Since 2000, enrollment numbers in Moroccan higher education have shown a continuous growth trend. However, like many developing countries, the expansion of Moroccan higher education has simultaneously led to a decline in education quality. According to data provided by the 2014-2015 Global Competitiveness Report and 144 countries included in the evaluation, Morocco ranked 102nd in the overall education quality and 104th in higher education quality and training systems [31]. An important reason for the low quality of Moroccan higher education is that many schools use financial subsidies primarily to expand enrollment rather than to improve instruction quality. The lack of competition between Moroccan universities means that some institutions are content with low standards and are unwilling to make changes. More than 85% of budget funding designated for higher education development is used for current expenditure but only 0.5% for research and 1% for staff training. The massive expenditure on education has had an unsatisfactory return [32]. The Moroccan Supreme Council for Education, Training, and Scientific Research has established a roadmap for reforming Moroccan educational and training systems for 2015–2030 [33]. This roadmap focuses on resolving students’ poor academic achievement, improving scientific research and innovation, integrating and teaching foreign languages, reducing school dropouts, and increasing connections between education and the demands of the job market.
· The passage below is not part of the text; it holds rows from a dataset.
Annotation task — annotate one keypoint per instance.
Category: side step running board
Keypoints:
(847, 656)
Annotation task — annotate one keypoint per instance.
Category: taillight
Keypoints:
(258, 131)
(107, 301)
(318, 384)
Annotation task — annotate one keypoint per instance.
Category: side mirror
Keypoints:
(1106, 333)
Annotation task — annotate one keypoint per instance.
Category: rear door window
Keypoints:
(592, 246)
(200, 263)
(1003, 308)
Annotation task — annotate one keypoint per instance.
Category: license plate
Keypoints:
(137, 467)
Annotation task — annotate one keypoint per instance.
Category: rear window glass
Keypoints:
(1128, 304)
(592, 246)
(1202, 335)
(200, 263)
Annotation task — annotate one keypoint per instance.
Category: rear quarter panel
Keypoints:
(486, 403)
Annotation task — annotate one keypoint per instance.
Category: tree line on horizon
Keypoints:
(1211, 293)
Our study focuses on forecasting the research outcomes for Moroccan universities’ latest trends with a view to current reform.

2.2. Forecasting in the Education System

Currently, forecasting the latest education trends is a hot topic of discussion in the education sector. Griffiths highlighted the risk factors for quality assurance in higher education in his study using a machine learning algorithm model for neural networking [34, 35]. Another study shows the forecasting of student enrollments in higher education institutions (HEIs) using the ARIMA model as a technique [36, 37]. Al-Haddad et al.’s study revealed the graduation rates of university students by using a multiple-regression model. Analysis of variance (ANOVA) is also helpful in predicting a skilled workforce’s needs as a factor in improving higher education quality [38]. However, the methodology of the regression model has certain limitations. It can only be used for data subject to the linear process [39]. The time-series analysis method is also a kind of regression method and does not consider the role of explanatory variables based on population theory or economic theory. Instead, it uses the extrapolation mechanism to describe and predict the change in the time series based on the variable’s changing law. Many authors have used various time-series models such as ARIMA, Prophet, and Grey (1, 1), to name a few, to forecast educational system performance [40]. Shantini and Suriya [41] studied the educational system’s impact on economic development and developed a forecasting model using ARIMA. Ghosh [42] developed a hybrid model for an educational system using ARIMA with ANN to predict education system expenditure. The fractional grey Bernoulli model with a differential evolution algorithm helps forecast educational-sector investment [43].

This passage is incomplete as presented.